Kritikwürdig ist die Äußerung aber auch deshalb, weil sie in rechtlicher Hinsicht von falschen Annahmen ausgeht. Wenn Frau Kramp-Karrenbauer andeutet, es gäbe im “analogen Bereich” Regeln, die YouTubern (oder Zeitungen) Wahlaufrufe verbieten, so ist dies falsch. Der Prozess des öffentlichen “Meinungskampfs” vor Wahlen ist verfassungsrechtlich erwünscht, und seine Teilnehmer verdienen besonderen Schutz (statt vieler BVerfGE 54, 129, 137 f.; BVerfGE 61, 1, 7). YouTuber sind dabei wichtige Akteure, genauso wie “analoge” Prominente, Politiker, Parteien, NGOs, Zeitungsredaktionen, Blogger und Podcaster. Eine Neutralitätspflicht hat dabei niemand, außer den staatlichen Institutionen selbst und dem öffentlichen Rundfunk.
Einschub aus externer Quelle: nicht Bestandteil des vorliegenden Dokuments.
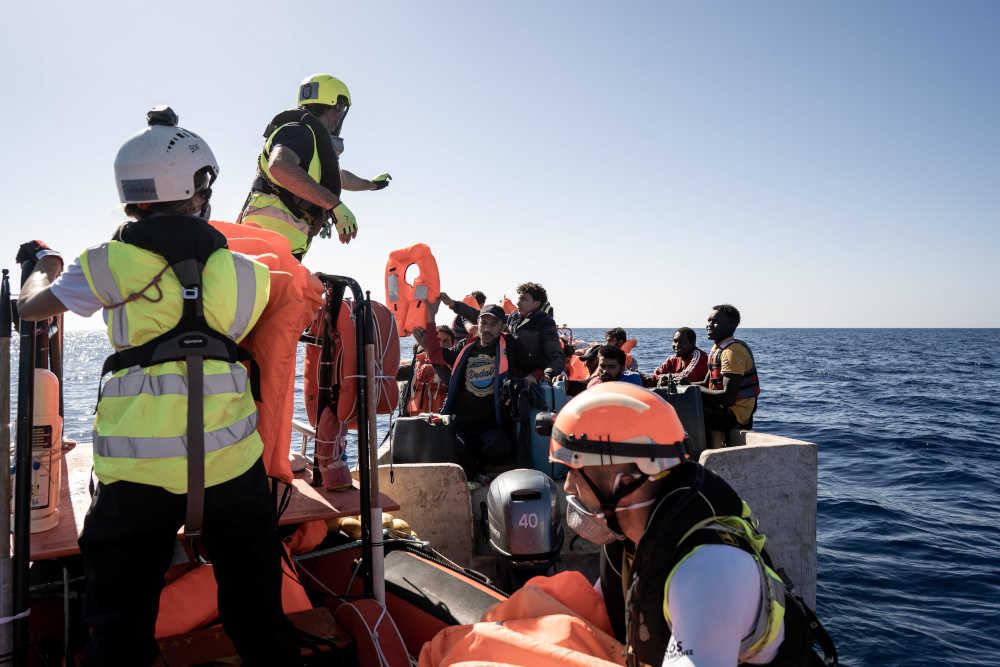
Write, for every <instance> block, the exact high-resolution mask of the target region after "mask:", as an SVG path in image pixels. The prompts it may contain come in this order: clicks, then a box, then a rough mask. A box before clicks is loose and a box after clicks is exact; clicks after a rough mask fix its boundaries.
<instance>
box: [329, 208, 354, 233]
mask: <svg viewBox="0 0 1000 667" xmlns="http://www.w3.org/2000/svg"><path fill="white" fill-rule="evenodd" d="M331 212H332V213H333V222H334V225H335V226H336V227H337V233H338V234H340V236H341V237H344V236H349V237H351V238H353V237H354V236H356V235H357V233H358V221H357V220H355V219H354V214H353V213H351V209H349V208H347V204H345V203H344V202H340V203H339V204H337V205H336V206H334V207H333V211H331Z"/></svg>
Wahlaufrufe werden von der Meinungsfreiheit geschützt und gehören zu einer lebendigen Demokratie dazu. Rechtlich besteht in diesem Punkt kein Unterschied zwischen YouTubern und “normalen” Prominenten. Auch diese veröffentlichen gelegentlich Wahlaufrufe, und mit einigen dieser Prominenten hat die CDU sogar selbst Wahlkampf gemacht. Über “Meinungsmache” hat sich in diesem Fall niemand beschwert.
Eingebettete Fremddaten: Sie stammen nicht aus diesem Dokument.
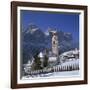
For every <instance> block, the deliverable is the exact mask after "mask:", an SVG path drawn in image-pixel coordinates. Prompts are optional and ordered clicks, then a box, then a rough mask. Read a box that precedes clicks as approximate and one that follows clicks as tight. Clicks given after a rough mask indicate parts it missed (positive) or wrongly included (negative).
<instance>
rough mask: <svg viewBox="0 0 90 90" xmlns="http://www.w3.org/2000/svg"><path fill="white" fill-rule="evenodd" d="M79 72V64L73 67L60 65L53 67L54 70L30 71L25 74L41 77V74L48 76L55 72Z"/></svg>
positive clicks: (68, 65) (48, 69)
mask: <svg viewBox="0 0 90 90" xmlns="http://www.w3.org/2000/svg"><path fill="white" fill-rule="evenodd" d="M74 70H79V64H72V65H66V66H65V65H64V66H63V65H59V66H53V67H52V68H45V69H41V70H35V71H30V70H29V72H28V73H26V72H24V74H25V75H40V74H47V73H53V72H63V71H74Z"/></svg>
Selbstverständlich müssen für YouTuber im Internet bestimmte Regeln gelten. Solche Regelungen gibt es ja auch bereits. Sie stehen im Telemediengesetz, im Rundfunkstaatsvertrag, im Gesetz gegen den unlauteren Wettbewerb und teilweise sogar im Strafgesetzbuch. YouTubern ist beispielsweise ungekennzeichnete Werbung verboten (§ 6 TMG, § 5 a Abs. 6 UWG und § 58 RStV). Ob diese Regelungen auch politische Schleichwerbung verbieten sollten, wäre zu diskutieren. Dies hätte dann freilich nichts mehr mit der CDU-Kritik der neunzig YouTuber zu tun, denn es gibt keinerlei Anhaltspunkte dafür, dass diese für ihre Äußerungen bezahlt worden sind.
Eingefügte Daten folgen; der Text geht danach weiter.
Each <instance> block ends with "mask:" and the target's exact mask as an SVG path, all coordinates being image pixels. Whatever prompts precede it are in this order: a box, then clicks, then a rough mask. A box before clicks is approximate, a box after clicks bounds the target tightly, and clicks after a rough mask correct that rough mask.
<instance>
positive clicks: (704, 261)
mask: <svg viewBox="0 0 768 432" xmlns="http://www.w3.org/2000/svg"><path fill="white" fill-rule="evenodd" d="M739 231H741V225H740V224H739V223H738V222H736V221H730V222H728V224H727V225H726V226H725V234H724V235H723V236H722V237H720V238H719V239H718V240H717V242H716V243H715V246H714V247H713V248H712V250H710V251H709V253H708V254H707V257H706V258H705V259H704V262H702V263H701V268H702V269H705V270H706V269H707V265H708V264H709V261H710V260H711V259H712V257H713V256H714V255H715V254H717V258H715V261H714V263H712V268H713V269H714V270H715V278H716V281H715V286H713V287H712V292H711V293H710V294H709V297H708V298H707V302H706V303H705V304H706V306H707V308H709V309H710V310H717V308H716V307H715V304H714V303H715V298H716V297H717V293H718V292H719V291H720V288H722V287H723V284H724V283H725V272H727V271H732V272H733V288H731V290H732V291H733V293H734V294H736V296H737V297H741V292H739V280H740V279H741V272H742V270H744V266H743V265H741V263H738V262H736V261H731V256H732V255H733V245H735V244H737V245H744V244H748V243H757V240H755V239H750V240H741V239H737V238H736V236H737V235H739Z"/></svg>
Sicherlich muss unser Informationsrecht weiterentwickelt werden, um neuen Herausforderungen gerecht zu werden. Wenn die Politik aber wirklich darüber nachdenken sollte, ausgerechnet politische Äußerungen von YouTubern zu regulieren, dann muss sie beachten, dass solche Meinungsäußerungen für eine Demokratie wichtig sind. Sie genießen verfassungsrechtlich besonderen Schutz und lassen sich nicht einfach verbieten. Zu beachten sind auch die staatliche Neutralitätspflicht im Meinungskampf (BVerfGE 124, 300, 322 ff.) und das Gebot der Staatsferne der Medienregulierung. Es ist deshalb gut, dass es derzeit kein Gesetz gibt, das YouTuber davon abhalten könnte, “Meinungsmache” zu betreiben. Ein solches Gesetz wäre unweigerlich verfassungswidrig.
Ganz zu Recht hat sich Frau Kramp-Karrenbauer später auch präzisiert: In einem nachgeschobenen Tweet schrieb sie, sie halte es vor allem für eine Frage der “politischen Kultur”, dass YouTuber nicht zur “Zerstörung politischer Parteien der Mitte” aufrufen sollten. Also war es eine Debatte nicht über Rechts-, sondern über Kulturfragen, die Frau Kramp-Karrenbauer anstoßen wollte? Falls ja, dann wäre die Diskussion an dieser Stelle zumindest gut aufgehoben. Denn es ist keine Rechtsfrage, ob ein reißerischer Titel wie “Zerstörung der CDU” angemessen ist – jedenfalls solange es sich erkennbar nicht um einen Gewaltaufruf handelt. Und auch die Frage, ob die CDU wirklich eine “Partei der Mitte” ist, und ob man sie deshalb weniger stark kritisieren sollte, ist eine Kulturfrage. Frau Kramp-Karrenbauer vertritt zu dieser Frage vermutlich eine andere Sicht als die neunzig YouTuber. Wessen Sichtweise sich letztlich durchsetzt, entscheiden in einer Demokratie aber – wie immer – die Wähler.
RA Dr. Simon Assion, Frankfurt a. M.